Do you feel like you can pinpoint a moment where you all found your stride, and how did it come about?
It kind of came about naturally. It was, you know, I had done a lot of direct, like, voice directing on Rick and Morty and on Solar Opposites. So, when we started recording Lower Decks, I just kind of put them through hell at first. Like, I would have Tawny do, like, 25 takes of each line, and then we found those characters together. And, over time, Brad, my producer, also was able to start voice directing the show primarily because over time, we all started to understand the characters together. Not only from watching the show together and performing the show together, but Tawny and Eugene were going to conventions and having really interesting conversations with fans of the show and with actors on other Star Trek shows.
Like, at first there were no wrong answers. And then over time, as you start to learn the characters, it’s like, “Oh, Rutherford wouldn’t say that. What’s a Rutherford way to say that?” And you don’t have that at first because you don’t know Rutherford. But I think it just speaks to the patience and the talent of the cast. We really lucked out in some respects in casting, that we made some right choices right off the bat.

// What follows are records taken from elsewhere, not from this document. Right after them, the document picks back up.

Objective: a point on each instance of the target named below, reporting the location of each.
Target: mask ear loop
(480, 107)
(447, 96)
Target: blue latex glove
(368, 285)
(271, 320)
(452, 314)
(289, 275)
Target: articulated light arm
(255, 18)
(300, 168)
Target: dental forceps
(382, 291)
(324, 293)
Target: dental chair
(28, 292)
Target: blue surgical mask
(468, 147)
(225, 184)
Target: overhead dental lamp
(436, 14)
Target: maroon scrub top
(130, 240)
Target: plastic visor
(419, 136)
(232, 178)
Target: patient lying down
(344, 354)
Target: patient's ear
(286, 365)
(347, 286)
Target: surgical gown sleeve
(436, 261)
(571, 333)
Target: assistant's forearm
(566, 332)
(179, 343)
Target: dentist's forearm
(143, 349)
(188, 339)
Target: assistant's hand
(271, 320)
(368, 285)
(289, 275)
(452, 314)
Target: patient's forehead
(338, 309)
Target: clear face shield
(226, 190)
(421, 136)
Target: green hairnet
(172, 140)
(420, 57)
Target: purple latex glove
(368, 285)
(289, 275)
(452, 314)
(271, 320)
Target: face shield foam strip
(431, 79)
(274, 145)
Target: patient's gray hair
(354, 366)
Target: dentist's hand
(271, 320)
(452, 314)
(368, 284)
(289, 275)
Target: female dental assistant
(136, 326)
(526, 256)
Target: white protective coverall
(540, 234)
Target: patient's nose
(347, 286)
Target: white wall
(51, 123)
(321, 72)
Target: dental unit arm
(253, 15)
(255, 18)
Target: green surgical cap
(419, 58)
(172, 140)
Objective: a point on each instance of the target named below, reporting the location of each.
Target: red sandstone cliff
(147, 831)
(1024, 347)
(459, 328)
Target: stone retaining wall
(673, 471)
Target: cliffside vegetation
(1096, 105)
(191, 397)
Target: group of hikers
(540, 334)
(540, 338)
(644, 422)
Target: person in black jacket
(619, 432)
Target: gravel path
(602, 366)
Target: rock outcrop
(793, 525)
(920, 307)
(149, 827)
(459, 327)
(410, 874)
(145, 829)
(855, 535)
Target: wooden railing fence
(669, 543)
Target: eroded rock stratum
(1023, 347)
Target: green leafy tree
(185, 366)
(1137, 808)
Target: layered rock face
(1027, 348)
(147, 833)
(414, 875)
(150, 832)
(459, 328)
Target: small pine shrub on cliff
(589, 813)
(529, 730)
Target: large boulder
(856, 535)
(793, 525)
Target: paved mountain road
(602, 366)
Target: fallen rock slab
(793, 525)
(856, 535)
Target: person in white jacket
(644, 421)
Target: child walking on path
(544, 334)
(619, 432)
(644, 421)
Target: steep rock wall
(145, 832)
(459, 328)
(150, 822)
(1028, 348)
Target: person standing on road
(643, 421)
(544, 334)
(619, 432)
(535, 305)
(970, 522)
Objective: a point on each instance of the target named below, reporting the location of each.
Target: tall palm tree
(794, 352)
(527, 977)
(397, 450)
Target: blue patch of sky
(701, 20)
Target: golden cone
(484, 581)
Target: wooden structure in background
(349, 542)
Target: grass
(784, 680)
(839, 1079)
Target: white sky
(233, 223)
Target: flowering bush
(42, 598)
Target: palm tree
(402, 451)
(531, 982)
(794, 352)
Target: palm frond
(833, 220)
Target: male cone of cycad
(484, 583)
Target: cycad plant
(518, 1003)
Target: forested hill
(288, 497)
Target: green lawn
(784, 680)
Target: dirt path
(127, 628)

Jack Quaid didn’t know anything about Star Trek coming in, but he’s an amazing actor and he’s super funny. And he wanted to know about Star Trek. He wanted to know what it means to be in love with Starfleet. Every actor had that desire. There wasn’t really any one miracle moment. It was just really loving to work with this cast, really believing in the scripts and the cast thinking they’re funny too. Nobody was at odds with each other and there was tons of communication. Anybody on the cast could call and ask questions beforehand or when we’re there, and we were never trying to force them into something. We were trying to find the best version all together from the very first episode.
Well, now you’ve got sort of a legacy being built out of that experience. Tawny’s in the writers room for one Star Trek show and apparently developing another one, which I’m sure you can’t tell me anything about.
I can’t, but Tawny’s a genius and everybody she’s working with seems amazing. Like, everybody on the show feels like a mega star I got before the rest of everybody else found out. You know what I mean? So, yeah, I would think Tawny can do literally anything that she wants to do in this world.
And on top of that, just wrapping up here, can you tell me anything about Starbase 80?
Starbase 80 smells really weird; its systems are very old. It’s like a mix of Enterprise, TOS, lots of stuff.
Are we going to be going there again?
I would love to go there again. There are no plans to go there again. I pitched a Starbase 80 spinoff to CBS like, three years ago, which is where a lot of this came from. I would love to go back to Starbase 80, but right now there are no plans to do it.